Part of that study has involved benchmarking on an organizational level, that is, using benchmarking principles to improve the performance of individual hospices. As a hospice executive, this exercise certainly has value.
There’s another measure of performance improvement. The firm with which I’m associated assists palliative care organizations in crafting medical staff development plans. These are staffing plans that are aligned with the organization’s objectives and the community’s needs. We’ve determined that one of the best ways to identify a community’s needs for palliative care is to use available data about the community’s practices around palliative care. The best source , we’ve found, of such information, is the Dartmouth Medical Atlas.

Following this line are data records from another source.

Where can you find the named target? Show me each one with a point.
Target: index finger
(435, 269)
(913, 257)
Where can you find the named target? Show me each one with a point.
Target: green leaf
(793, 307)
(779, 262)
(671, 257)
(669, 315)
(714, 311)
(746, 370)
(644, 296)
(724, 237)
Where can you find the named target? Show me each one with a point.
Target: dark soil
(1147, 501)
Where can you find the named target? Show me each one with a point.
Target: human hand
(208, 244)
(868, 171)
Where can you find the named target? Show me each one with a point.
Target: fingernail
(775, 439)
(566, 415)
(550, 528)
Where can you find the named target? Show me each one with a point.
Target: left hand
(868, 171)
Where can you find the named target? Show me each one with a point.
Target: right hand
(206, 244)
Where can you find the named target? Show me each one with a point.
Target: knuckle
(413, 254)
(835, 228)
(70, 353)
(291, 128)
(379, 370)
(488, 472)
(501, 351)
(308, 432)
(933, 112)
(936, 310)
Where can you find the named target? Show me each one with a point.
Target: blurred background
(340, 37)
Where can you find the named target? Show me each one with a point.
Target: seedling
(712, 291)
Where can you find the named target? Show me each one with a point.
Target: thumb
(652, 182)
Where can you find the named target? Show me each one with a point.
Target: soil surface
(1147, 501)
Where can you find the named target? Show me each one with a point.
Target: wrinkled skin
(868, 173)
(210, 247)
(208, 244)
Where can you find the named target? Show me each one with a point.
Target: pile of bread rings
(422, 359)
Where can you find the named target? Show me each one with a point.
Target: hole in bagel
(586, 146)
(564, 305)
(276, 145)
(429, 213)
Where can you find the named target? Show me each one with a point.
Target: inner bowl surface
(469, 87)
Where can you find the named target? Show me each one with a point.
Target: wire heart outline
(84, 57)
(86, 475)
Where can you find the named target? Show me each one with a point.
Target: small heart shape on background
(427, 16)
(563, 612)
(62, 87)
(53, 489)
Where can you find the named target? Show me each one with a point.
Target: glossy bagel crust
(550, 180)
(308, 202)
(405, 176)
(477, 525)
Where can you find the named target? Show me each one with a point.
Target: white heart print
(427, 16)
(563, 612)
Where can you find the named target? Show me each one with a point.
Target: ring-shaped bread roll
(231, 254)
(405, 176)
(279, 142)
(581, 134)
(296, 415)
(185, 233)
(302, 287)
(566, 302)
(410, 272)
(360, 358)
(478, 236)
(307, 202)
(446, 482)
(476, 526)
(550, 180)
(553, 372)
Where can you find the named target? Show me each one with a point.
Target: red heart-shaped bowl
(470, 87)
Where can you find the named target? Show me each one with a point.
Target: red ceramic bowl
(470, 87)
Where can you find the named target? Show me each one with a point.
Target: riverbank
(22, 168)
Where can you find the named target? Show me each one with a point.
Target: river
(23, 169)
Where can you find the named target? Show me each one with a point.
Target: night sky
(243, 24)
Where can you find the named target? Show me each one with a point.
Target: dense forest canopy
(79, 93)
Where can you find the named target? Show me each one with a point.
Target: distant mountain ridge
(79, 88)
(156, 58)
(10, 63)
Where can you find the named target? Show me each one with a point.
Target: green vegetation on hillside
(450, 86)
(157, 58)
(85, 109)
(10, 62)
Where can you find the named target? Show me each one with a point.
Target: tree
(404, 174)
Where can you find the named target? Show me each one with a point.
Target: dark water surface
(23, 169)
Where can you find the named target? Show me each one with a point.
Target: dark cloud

The Dartmouth Medical Atlas began in 1993 out of Dartmouth University as a study of utilization of health care resources, generally inpatient resources, in geographic markets across the US. The study uses Medicare claims data. The Dartmouth research group has been updating and expanding its studies. Recently, a study was conducted of Medicare beneficiaries who died (decedents) between 2001 and 2005. This study analyzed use of resources (inpatient, outpatient, home, and long-term care facility), in the final two years of life. The results begin to answer the question of how we care for those with advanced illness.
The researchers concluded, among other things, that there is enormous variation (across regions, and across hospitals within those regions) in how people are cared for near the end of life. When one considers that 75% of Medicare resources are spent to care for those in the last two years of life, I would be understating to say there is great interest among Medicare officials and other payers on how care is provided. In fact, one of the calls to action the researchers recommended is that pay-for-performance programs should reward those practices that improve system-wide efficiency in providing care for those with chronic illness.
The goal of performance improvement as it applies to healthcare systems is to reduce variability in the way care is provided. And a key factor in closing the gap between best practice and common practice is the ability of health care providers and their organizations to rapidly spread innovations and new ideas. I'm interested to learn how palliative care specialists are "spreading the science".